The current CEO of Xiaomi Corp., which aspires to become the Apple of China, was so impressed that he couldn’t sleep for several nights and had to walk around campus just to calm his excitement. Lei is likely feeling similar butterflies in his stomach this week, as his company on Monday will debut shares in Hong Kong in one of the world’s largest high-tech initial public offerings (IPOs) in years, despite a tepid reception from investors.
“I thought to myself that I wanted to be a great man” like Jobs, Lei recalled of his early impressions of Apple and Jobs during a talk in Taipei in 2015. Then 46, Lei made those remarks the same year he was named as one of the world’s “100 Most Influential People” by Time magazine, alongside Apple CEO Tim Cook. A year earlier, he had been named Forbes Asia’s Businessman of The Year.

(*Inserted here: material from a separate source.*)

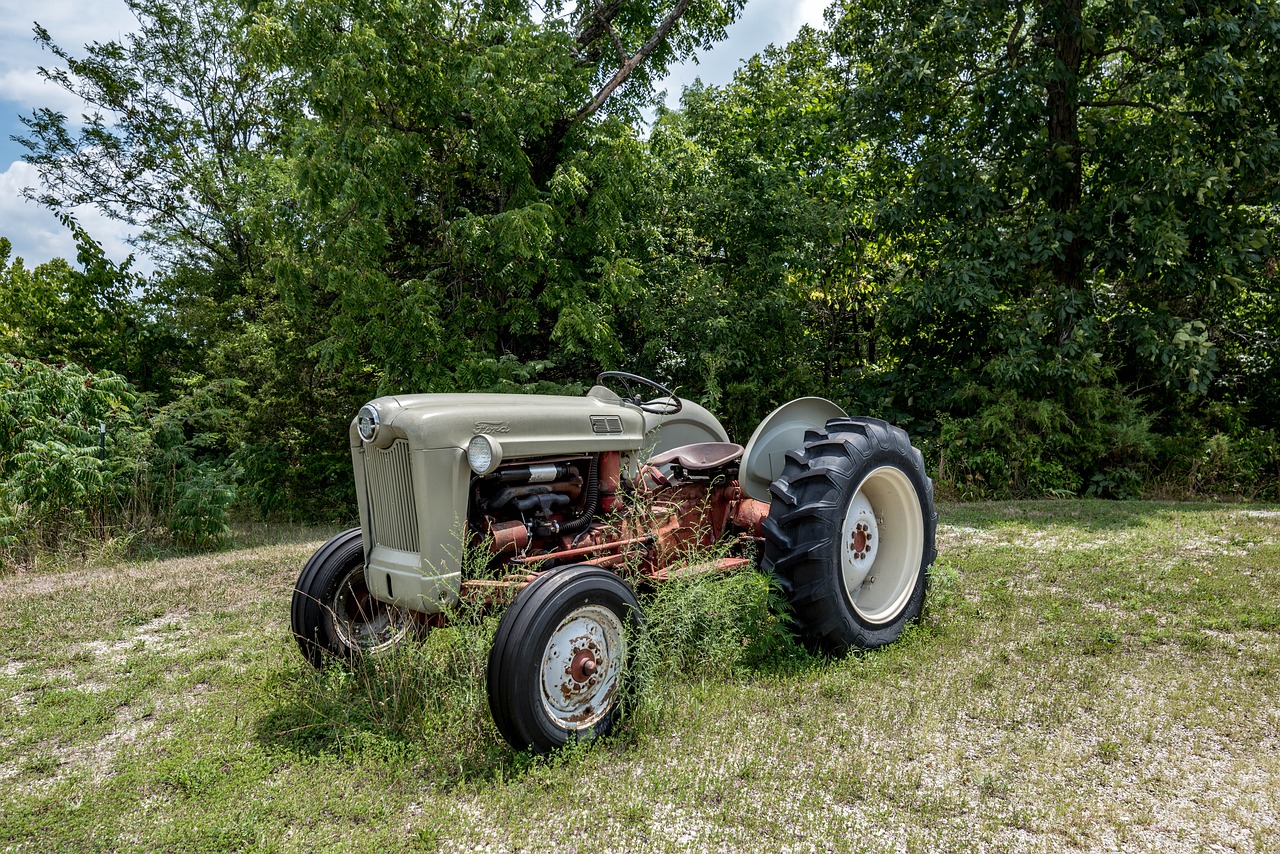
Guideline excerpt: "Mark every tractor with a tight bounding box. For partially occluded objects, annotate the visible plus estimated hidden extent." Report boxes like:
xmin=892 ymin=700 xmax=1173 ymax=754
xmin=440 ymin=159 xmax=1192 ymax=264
xmin=291 ymin=371 xmax=937 ymax=753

Fast-forward three years to the eve of Xiaomi’s $4.7 billion IPO, with the company now boasting a presence in 74 countries and regions, from Thailand to France. It ranks as the world’s fourth-largest smartphone brand, behind only well-established giants Samsung Electronics Co. Ltd. and Apple, as well as Chinese rival Huawei Technologies Co. Ltd.
Smartphones aside, Lei has also staked his reputation on trying to build something bigger, with promises of creating a “Mi ecosystem,” offering a wide array of “smart” lifestyle products with everything from robot cleaners to air purifiers, water boilers, sport shoes and even suitcases.
Forbes puts Lei’s current net worth at an estimated $12.5 billion, making him the 11th-richest man in China and 118th in the world. Taking into account his holdings of 31.4% in Xiaomi, 13% of software-maker Kingsoft, and 13% of social networking operator YY Inc., the IPO could catapult his net worth to a new high, according to media reports.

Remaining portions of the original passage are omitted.